Couple crashes state dinner at the White House.
Couple crashes state dinner at the White House.

United States Secret Service has launched a major security review after a couple of aspiring reality television stars managed to gatecrash Barack Obama’s White House state dinner for the Indian prime minister.

Read story in The Telegraph

Or read the astrology here. Michaele and Tareq Salahi look like your average couple of posh Americans, appropriately dressed for a black tie function at the White House. They slipped past security, were announced as guests, and then posed for photos with Rahm Emmanuel, Joe Biden, several Marines and many other people; then posted the photos to their Facebook page the next day.

There is a gallery of those photos on a blog at Huffington Post. Seen together, they make the prank look pretty perverse.

Now for the chart. One of the first games to play with astrology is to see how the picture in the chart matches the picture we see in ‘reality’.

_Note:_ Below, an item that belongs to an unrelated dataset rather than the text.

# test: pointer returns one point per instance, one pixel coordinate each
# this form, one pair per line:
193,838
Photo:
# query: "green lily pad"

The couple shows up on top of the chart. Take a look. That is Pisces, which is a handy energy to tap into when you want to act, deceive, dress up or shapeshift. The line on top of the chart is the 10th house cusp — the house which is about government. One planet is Uranus/Prometheus; and the other is Juno, who represents ‘the wife’. It’s the picture of a male-female couple, right in the house of government, basically stealing the show (in Pisces). So, there they are, in all the hilarious glory of astrology.

A traditional reading of Uranus on the 10th is also something weird and/or disruptive [Uranus] in the government [10th house]. But the presence of Juno gives a picture of a married couple.

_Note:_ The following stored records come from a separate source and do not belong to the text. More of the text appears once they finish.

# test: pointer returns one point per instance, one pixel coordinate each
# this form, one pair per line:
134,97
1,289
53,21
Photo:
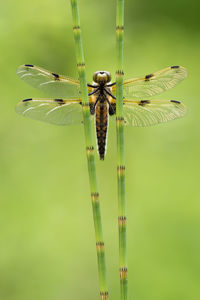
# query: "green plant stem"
120,152
90,152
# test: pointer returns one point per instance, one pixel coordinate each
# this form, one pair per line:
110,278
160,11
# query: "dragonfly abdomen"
101,127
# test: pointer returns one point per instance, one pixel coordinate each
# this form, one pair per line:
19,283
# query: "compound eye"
95,76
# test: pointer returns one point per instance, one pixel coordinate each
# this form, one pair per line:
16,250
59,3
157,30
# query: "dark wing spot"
60,101
55,75
175,67
26,100
147,77
143,102
31,66
175,101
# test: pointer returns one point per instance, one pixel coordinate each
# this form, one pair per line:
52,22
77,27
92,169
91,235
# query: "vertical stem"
120,152
90,152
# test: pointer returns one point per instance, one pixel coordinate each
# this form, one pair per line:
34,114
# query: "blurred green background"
47,240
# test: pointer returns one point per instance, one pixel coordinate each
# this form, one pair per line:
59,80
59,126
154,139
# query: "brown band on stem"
120,28
123,273
119,73
119,120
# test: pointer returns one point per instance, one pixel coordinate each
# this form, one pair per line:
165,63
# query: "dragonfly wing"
50,83
54,111
150,112
153,84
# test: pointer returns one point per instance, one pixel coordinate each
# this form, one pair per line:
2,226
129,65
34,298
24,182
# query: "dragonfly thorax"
102,77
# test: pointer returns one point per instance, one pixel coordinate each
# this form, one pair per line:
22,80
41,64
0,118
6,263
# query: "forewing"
150,112
153,84
50,83
54,111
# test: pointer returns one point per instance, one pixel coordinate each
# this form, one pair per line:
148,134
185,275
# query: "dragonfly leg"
93,92
111,84
110,94
92,106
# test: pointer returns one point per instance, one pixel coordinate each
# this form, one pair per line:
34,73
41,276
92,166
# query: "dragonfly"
65,108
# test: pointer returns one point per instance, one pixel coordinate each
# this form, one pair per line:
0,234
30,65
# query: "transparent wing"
50,83
150,112
54,111
153,84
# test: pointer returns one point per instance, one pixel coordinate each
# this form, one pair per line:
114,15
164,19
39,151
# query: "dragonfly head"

We look to the 6th house for security issues. The 6th is the house of the military; and of service. Sagittarius is there, and Mercury in Sagittarius is conjunct Pholus. Mercury in Sagittarius has to pay attention to the details. It might miss them — like the one about checking the guest list. We know from The Yes Men how easy it is to feign being official and be taken seriously.

Phil Sedgwick tells us that Pholus is about our responses to famous people, so we have a picture in the chart about how the Secret Service was starstruck. Except for the detail about these people being wannabe stars — not actual ones.